If I was to say that I have just had one of the most enjoyable days out I have had in a long time, few would guess as to the destination.

It wasn’t to the Yorkshire Dales, Haworth, Scarborough or any of the usual tourist hotspots.

My day out, which I enjoyed with my husband, was to Goole, the UK’s furthest inland port not far from Junction 36 of the M62. Highly versatile, it is capable of handling almost three million tonnes of cargo every year, making it one of the most important ports on the east coast.

The East Riding town stands at the confluence of the Rivers Ouse and Don and has a fascinating maritime history linked to both the coast and canal system taking trade to and from other parts of Yorkshire.

It is all contained within The Yorkshire Waterways Museum, a multi-award-wining attraction sited at the intriguingly named Dutch River Side. The location itself is interesting, set away from the town between the Aire and Calder Navigation and the Dutch River.

The latter was created by Dutch civil engineer Cornelius Vermuyden, who, in the early 17th century, diverted the River Don northwards to the River Ouse.

The work - which involved draining marshland, sparking protests - was carried out at the behest of King Charles l, to make the lower Don navigable for barges. This would enable coal to be transported from the South Yorkshire Coalfield for transfer to ocean-going vessels.

The museum forms part of the East Yorkshire-based charity the Sobriety Project, founded in 1973 to work towards improving the social and economic wellbeing of people living in and around Goole.

It is packed with interesting information about the port’s history, from its heyday in the early 1900s when cargoes including wool, nickel, China clay, olive oil and wheat, came and went from across the globe.

Goole’s success as a port came from its ability to compete with the railways to export coal. This was achieved by a system of compartment boats developed in 1863. Known locally as ‘Tom Puddings’ - ‘Tom’ after the original constructor and ‘Pudding’ because the compartments looked a string of black pudding or perhaps Yorkshire puddings. Each could hold around 40 tons of coal. They were lifted into waiting ships via hydraulic hoists - a system that continued to be used up to 1985.

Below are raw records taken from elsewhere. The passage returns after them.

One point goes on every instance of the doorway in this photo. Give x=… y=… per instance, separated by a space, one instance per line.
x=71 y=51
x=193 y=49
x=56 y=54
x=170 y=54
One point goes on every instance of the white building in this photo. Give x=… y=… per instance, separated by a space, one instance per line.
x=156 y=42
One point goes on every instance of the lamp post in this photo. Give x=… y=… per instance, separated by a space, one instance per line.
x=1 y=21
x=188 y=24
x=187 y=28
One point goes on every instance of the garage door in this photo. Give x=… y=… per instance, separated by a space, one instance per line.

On weekends, bank and school holidays, barge trips around the Goole Docks set off from the museum.

The docks were like a millpond on the day we visited with reflections of ships in sharp relief.

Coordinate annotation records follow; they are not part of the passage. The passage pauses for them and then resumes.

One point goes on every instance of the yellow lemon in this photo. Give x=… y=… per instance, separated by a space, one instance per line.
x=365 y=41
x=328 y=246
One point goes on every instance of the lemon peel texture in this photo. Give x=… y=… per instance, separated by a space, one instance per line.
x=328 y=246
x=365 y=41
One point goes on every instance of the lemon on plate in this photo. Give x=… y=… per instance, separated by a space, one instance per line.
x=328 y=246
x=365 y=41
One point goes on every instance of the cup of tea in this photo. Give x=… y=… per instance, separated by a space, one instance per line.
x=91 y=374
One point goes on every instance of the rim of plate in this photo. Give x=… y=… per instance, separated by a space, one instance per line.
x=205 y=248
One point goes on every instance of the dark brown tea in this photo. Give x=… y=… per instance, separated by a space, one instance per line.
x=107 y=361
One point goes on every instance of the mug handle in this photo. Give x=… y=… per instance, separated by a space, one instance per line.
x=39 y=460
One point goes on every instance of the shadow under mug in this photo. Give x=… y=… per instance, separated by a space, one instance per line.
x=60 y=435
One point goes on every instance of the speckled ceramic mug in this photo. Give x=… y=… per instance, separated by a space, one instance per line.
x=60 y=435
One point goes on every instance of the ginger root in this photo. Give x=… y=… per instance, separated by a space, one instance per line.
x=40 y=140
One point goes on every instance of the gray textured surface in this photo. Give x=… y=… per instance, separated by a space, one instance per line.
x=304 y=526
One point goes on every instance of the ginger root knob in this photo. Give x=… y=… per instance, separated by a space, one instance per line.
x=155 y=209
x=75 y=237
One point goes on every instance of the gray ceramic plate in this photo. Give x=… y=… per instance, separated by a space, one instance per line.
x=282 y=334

We passed the redundant coal wagon hoist - now a Grade ll-listed structure - that had lifted the Tom Puddings.

To my delight, large ships were loading and unloading goods. We spotted bricks, wood and steel.

Ships this size can only access the docks for 90 minutes either side of high tide, we were told.

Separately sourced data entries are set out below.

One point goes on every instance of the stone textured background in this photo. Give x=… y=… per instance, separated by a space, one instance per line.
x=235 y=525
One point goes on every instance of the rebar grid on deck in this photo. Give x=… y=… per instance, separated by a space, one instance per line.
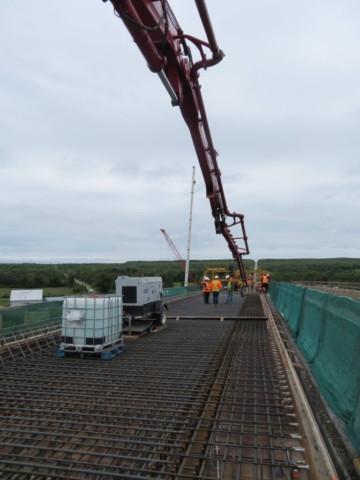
x=201 y=399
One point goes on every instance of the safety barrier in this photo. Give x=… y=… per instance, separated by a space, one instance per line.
x=327 y=331
x=31 y=315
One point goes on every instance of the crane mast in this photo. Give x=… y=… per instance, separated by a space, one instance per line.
x=165 y=47
x=179 y=258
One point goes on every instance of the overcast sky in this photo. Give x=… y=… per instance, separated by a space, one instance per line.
x=94 y=160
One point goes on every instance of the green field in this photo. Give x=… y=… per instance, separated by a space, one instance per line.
x=48 y=292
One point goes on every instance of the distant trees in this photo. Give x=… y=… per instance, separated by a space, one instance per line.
x=102 y=276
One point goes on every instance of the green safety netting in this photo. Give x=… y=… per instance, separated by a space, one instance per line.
x=327 y=331
x=29 y=315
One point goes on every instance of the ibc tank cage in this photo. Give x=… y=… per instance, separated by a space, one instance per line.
x=91 y=324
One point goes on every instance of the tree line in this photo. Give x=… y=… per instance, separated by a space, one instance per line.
x=102 y=276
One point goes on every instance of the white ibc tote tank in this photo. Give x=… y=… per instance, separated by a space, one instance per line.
x=91 y=323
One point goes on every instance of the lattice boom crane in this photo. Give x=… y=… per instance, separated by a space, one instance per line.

Visible from the boat, Goole’s landmark ‘salt and pepper’ pots - two Grade ll-listed water towers, one concrete, the other brick. When the 150ft-high salt pot was built in 1927, it was the largest water tower in Europe.

The hour-long trip was interesting and fun - I even got to steer the boat.

We later walked around the town following the Reuben Chappell Art Trail, a series of paintings by the prolific Goole-born Pierhead Painter. These have been reproduced and dotted around the streets.

To end with, a cup of tea in a lovely café. A wonderful day, we both agreed.

*By car Goole is 43 miles from Bradford via the M62. It can also be accessed by train, via Leeds and Doncaster.

*Yorkshire Waterways Museum, Dutch River Side, Goole DN14 5TB. T: 01405 768730; W: waterwaysmuseum.org.uk.